By Wesley J. Smith
Editor’s note. This appears on Wesley’s great blog.
After Jack Kevorkian died, I was asked by several publications to reflect on his death. I did so in The Corner previously, and now I have two pieces out today bringing different angles to the same story. First from the National Catholic Register [www.ncregister.com/daily-news/remembering-the-real-jack-kevorkian/]:
We should not speak ill of the dead, we are told. Whenever any of us shuffle off this mortal coil, as Shakespeare so evocatively put it, we should strive to remember the deceased as they might wish and pray that they find the same forgiveness and peace that we ourselves desire.
So, too, with Jack Kevorkian, who died June 3 of natural causes at the ripe age of 83. But not speaking ill does not mean avoiding the truth. Nor does recounting facts constitute a casting of aspersion. Moreover, Kevorkian was a proud atheist who frequently stated — and acted on — his intention to force society to tack into the wind of his own dark desires…

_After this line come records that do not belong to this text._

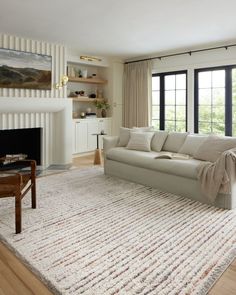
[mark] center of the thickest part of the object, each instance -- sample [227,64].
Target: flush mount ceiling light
[90,58]
[63,81]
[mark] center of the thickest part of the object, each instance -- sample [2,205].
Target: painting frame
[25,70]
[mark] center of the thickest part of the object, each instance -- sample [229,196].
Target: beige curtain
[137,81]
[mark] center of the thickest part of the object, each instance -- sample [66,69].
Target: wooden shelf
[86,99]
[87,80]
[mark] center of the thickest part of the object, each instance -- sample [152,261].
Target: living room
[115,66]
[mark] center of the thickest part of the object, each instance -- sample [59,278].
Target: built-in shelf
[87,80]
[86,99]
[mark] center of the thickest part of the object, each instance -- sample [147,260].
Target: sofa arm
[109,142]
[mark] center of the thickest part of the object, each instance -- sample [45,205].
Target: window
[215,99]
[169,101]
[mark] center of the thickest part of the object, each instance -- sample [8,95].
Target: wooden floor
[16,279]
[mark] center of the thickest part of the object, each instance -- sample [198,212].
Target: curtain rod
[182,53]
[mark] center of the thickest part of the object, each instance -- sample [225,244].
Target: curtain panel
[137,89]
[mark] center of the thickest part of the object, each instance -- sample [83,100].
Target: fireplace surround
[52,115]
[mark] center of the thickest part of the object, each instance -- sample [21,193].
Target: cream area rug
[97,235]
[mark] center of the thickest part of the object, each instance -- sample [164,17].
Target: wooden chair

I get into some dark facts about his belief in euthanasia clinics and human vivisection, and conclude:
Kevorkian never recanted these views. To the contrary: He methodically pursued his ghoulish purposes step-by-step for eight years; first, gaining a quasi-license to assist suicides after several juries refused to convict him; then, taking the kidneys from the body of one of his cases and offering them for transplant; to actively lethally injecting Youk. (Euthanasia being necessary for experimentation, since the “subject” would have to be anesthetized.)
It ended there — with prison. But one shudders to think what would have happened if that last jury, like the several before it, had decided to let Kevorkian continue being Kevorkian.
Now, here’s a bit of what I wrote in To The Source about why a macabre man could end up a major celebrity [www.tothesource.org/6_8_2011/6_8_2011.htm]:
I think there are several factors at work. First, we live in an era that extols and admires the social outlaw. Second, a large segment of our increasingly secularized society disdains moralism, fixed principles of right and wrong involving individual behavior, and dreads anything that smacks of “judgmentalism.” These phenomena seem particularly potent when someone defies values deemed to reflect Judeo/Christian religious dogma, such as the general disfavor of suicide. Third, giving moral support to the suicides of ill and profoundly disabled people who want to die arises naturally in an era in which the emotional narrative and Oprah culture drive public opinion.
Finally, and perhaps most importantly, “compassion” has become the great justifier for breaking laws and violating social norms. Once Kevorkian stopped talking openly about obitiatry and began proclaiming that he was motivated by his care for suffering patients—even calling himself “Dr. Life” in an interview with Barbara Walters—everything changed. His poll numbers rose substantially, the media fawned, and juries repeatedly refused to convict him for crimes he had clearly committed.
To paraphrase an old rock anthem, nihilism strikes a beat, into your heart it will seep. As the Canadian journalist Andrew Coyne wrote in 1994, decrying the strong public support of Robert Latimer, who murdered his 12-year old daughter because she had cerebral palsy, “A society that believes in nothing can offer no argument even against death. A culture that has lost its faith in life cannot comprehend why it should be endured.”
The late Jack Kevorkian intentionally pulled society down that destructive path. Whether we ultimately become a culture out of Kevorkian’s dark imaginings will determine his final historical legacy.
Jack Kevorkian was a force for ill in our society. There’s no sugar coating what he stood for–or more ominously–what he wanted us to become.